If you’re wondering what exactly constitutes a “left-wing voice”, here’s how it has been described: as having “moany, pessimistic, adenoidal” tones; that – in addition to the doom and gloom messages about the state of our country – the “superior” and “nagging” cadence of their voices (and even their regional accents) are inherently grating and fail to engage an audience.
I know. It’s left me wondering – do I also have a “left-wing voice”? Do you?
Of course, we’ve seen this kind of personal jibe before – just a few years ago, columnist Charles Moore sparked outrage when he suggested that actress Olivia Colman wasn’t right to play the late Queen Elizabeth in Netflix hit The Crown because of her “distinctly left-wing face”.
First, left-wing face – now left-wing voice. It’s farcical.
It’s also, as someone who has written before about being proudly working class, an example of an uptick in what I view as dangerously sneery and entitled behaviour. Call it “punching down”, if you like, but it seems to me as though every other week the right-wing press finds a new way to undermine and deride the lower classes.
And, look, it’s one thing to disagree on politics and scrutinise policies, but another thing entirely to trash people for something they have very little or no control over (need I really point to the personal attacks on Angela Rayner for being “a gobby northerner”?). To me, it’s obvious: there’s no way this kind of tirade can be viewed as anything other than a swipe at working-class people.
For those who are from that background, like me, it is a particularly demeaning battle. It’s not enough that we come from a place of disadvantage and have to work 10 times harder than our wealthier counterparts to succeed – we are constantly told that we are not enough as we are; in order to truly get ahead, we must abandon everything about ourselves and mould the way we look, act and speak to fit in.
Even Starmer himself has suggested that kids would do better in life with “confident speaking” lessons in schools. But I find that a disappointing and regressive take. It only feeds into the idea that we need to change who we are to be accepted.
As someone who has reminded us all that he is the working-class son of a toolmaker (and who has a regional accent himself), I find it sad that Starmer feels he needs to tell young people that their voice (and by extension their upbringing) is “the difference between getting that job and not getting that job”.
Our voices and accents are part of the fabric of who we are – they’re something to be proud of. Instead of denying where we’re from and how we sound, shouldn’t more be done to prevent exactly these kinds of biases in workplaces and hiring processes in the first place?

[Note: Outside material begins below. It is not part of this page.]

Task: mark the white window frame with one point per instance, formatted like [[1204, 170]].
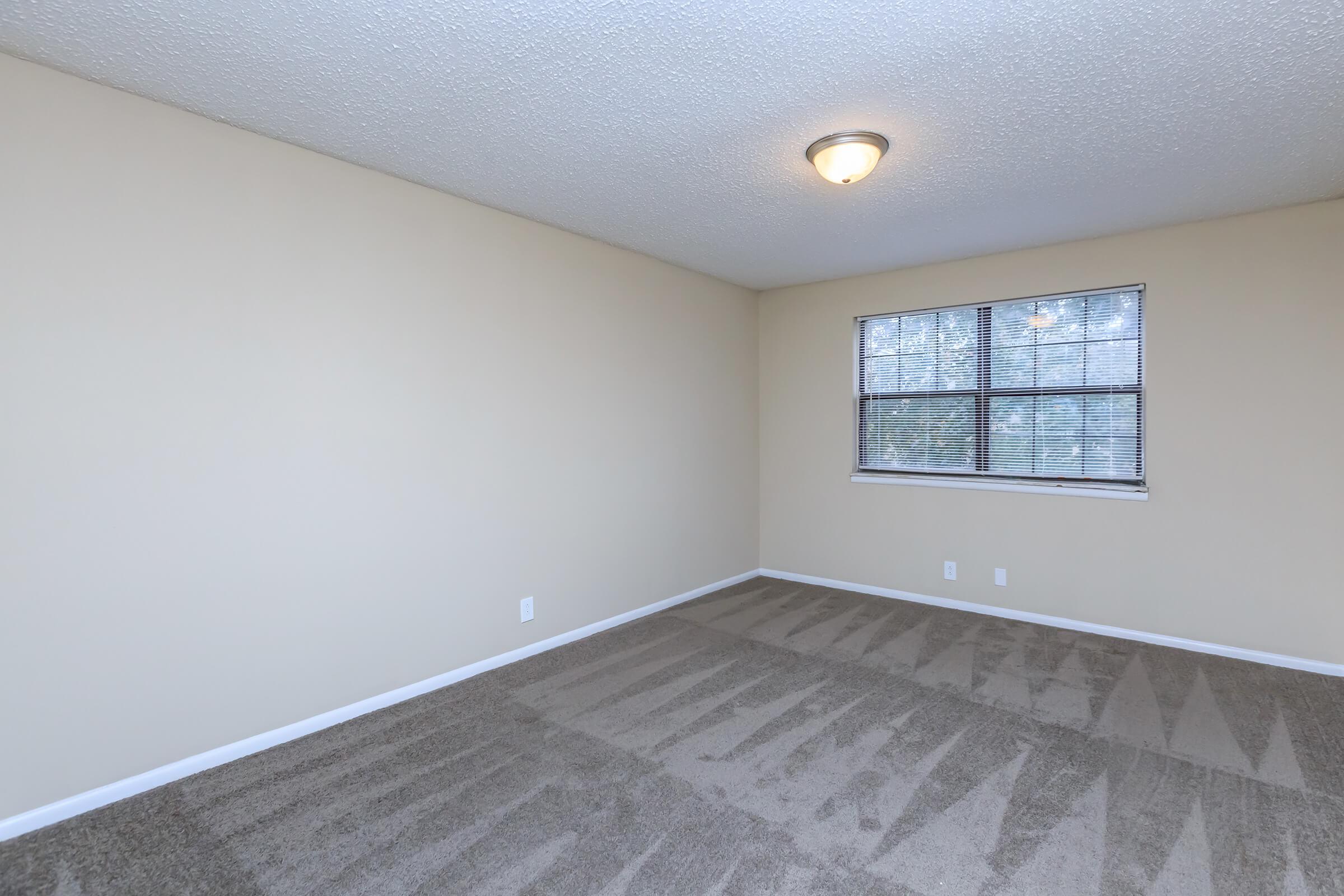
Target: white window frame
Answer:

Shouldn’t companies do more to improve diversity across the board – including social class? And isn’t a way of doing that making it clear that our accents don’t matter; that we’re not going to be looked down on because we don’t use RP; and that this is an outdated and reductive way to assess someone’s capabilities?
The issue is not how palatable we make ourselves. No My Fair Lady treatment is ever enough. The real issue is that social snobbery is still seen as valid. The rain in Spain may stay mainly in the plain, but this country’s prejudices can be found everywhere.
As for me: I am tired of trying to conform. I am who I am and my background has helped shape me. Why should I deny that and try to poshen up?